A day in the life of multi-billionaire Eric Packer. As he rides through New York – his only tangible goal is to get a haircut – Eric sees his controlled life go into free fall as his fallible financial predictions have massive consequences on a global scale. On the way to the barbers he also has to deal with a frigid wife, an assassination attempt and the unfortunate discovery that he has an asymmetrical prostrate.
It may not quite ‘share DNA’ with Cronenberg’s eXistenZ but there are a number of notable equivalences with the Canadian director’s previous work. Fronted by attractive leads put through thoroughly unpleasant ringers, both films search for deep philosophical questions with one hand while simultaneously not giving one solitary shit if the characters or audience find them. Half the fun of a Cronenberg film is in turning off the part of a brain that endlessly questions events, until, once complete, it can be dissected to the hearts content. Any attempt to ‘make sense’ of everything would likely cause Scanners-esque head explosions. Events happen and characters come and go.
That Cosmopolis rarely feels episodic is the directors great triumph. As Packer is approached and in turn approaches a seemingly endless supply of thinkers and analysts, each one trying to give him the right question to help him find the right answer, the film remains fluid, taking the viewer on a journey that rarely feels dull. It’s a cold, detached, near transcendental dream of a film and evidence that author Don DeLillo’s tomes will never usher any accessible mainstream film work. A distant rumour of HBO developing the author’s White Noise, however, remains a tantalising prospect.
Rather than shy away from the inaccessibility of the source material, Cronenberg embraces it, giving the interior of the limousine a painful silence made louder by the lack of any diagetic or non-diagetic music. (Note to multiplexes: Please don’t play The Avengers of Prometheus in the adjacent screen). Adding to this awkward feeling of disorientating quiet the actors deliver their, mostly perplexing, dialogue in stilted monotones. Sarah Gadon and Samantha Morton in particular come across as purposefully inhuman. As Packer’s Head of Theory, Morton is the cinematic equivalent of Siri discussing fear of immortality and the ramifications of rampant capitalism, while Gadon’s iciness intones that “one learns about the horrors of other countries by riding in taxis here”. Only Paul Giamatti and Mathieu Amalric convey anything close to emotion, yet neither of their characters would invite you to accept an open seat next to them on public transport.
As for Mr. Pattinson his is a performance that says ‘take note’, but not one that screams career longevity in one foul swoop. In acting terms a fitting comparison would be another contemporary American novelist’s work based in New York (but filmed in Toronto) centring on Yuppie disillusionment; American Psycho.

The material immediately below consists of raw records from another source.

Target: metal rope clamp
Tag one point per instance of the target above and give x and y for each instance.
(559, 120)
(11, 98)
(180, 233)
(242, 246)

While this project never asks the degree of mania from Eric Packer as Mary Harron’s film did of Bale’s Patrick Bateman, the true test of an actor working at the top of his craft is in embodying the quieter moments. It’s here where Pattinson just falls short.
As a piece of cinema history Cosmopolis might find it difficult to be little more than a footnote in the career of David Cronenberg, accomplished and certainly thought-provoking but not quite essential. For its other impact and the question of what lies ahead for its star (is he the next Leonardo DiCaprio or the next Hayden Christensen?) like much of the events of Packer’s ride, it’s one that still remains unanswered.

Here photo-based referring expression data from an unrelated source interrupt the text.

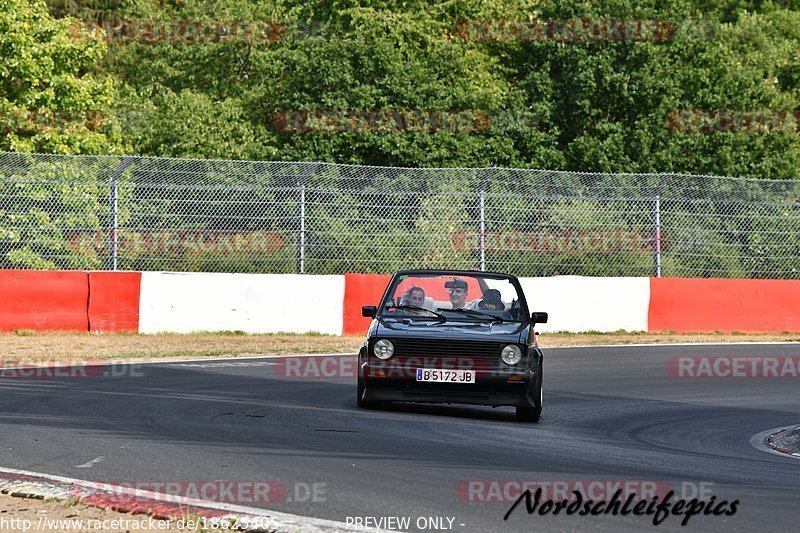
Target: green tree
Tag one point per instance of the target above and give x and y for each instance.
(49, 99)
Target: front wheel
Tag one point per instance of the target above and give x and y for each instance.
(532, 414)
(360, 401)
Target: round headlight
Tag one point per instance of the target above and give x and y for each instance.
(511, 355)
(383, 349)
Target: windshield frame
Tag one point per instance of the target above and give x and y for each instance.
(402, 275)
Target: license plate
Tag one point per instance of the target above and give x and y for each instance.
(445, 376)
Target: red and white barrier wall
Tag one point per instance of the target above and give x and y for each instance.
(151, 302)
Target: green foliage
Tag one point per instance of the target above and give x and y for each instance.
(49, 102)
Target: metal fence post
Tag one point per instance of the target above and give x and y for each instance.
(657, 226)
(482, 223)
(301, 248)
(301, 244)
(113, 202)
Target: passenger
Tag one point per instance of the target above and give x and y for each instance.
(415, 297)
(491, 304)
(458, 290)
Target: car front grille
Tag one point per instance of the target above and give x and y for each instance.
(447, 348)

Exhilarating and baffling and proud to be both at the same time, Cosmopolis is one for those that like their questions coming thick and fast even if they know the answers never will appear. It’s also the only film you’ll see this year in which Robert Pattinson has the deeper regions of his prostate handled while debating the highs and lows of the financial market. Unless Breaking Dawn Part II has something truly unpredictable up its sleeve.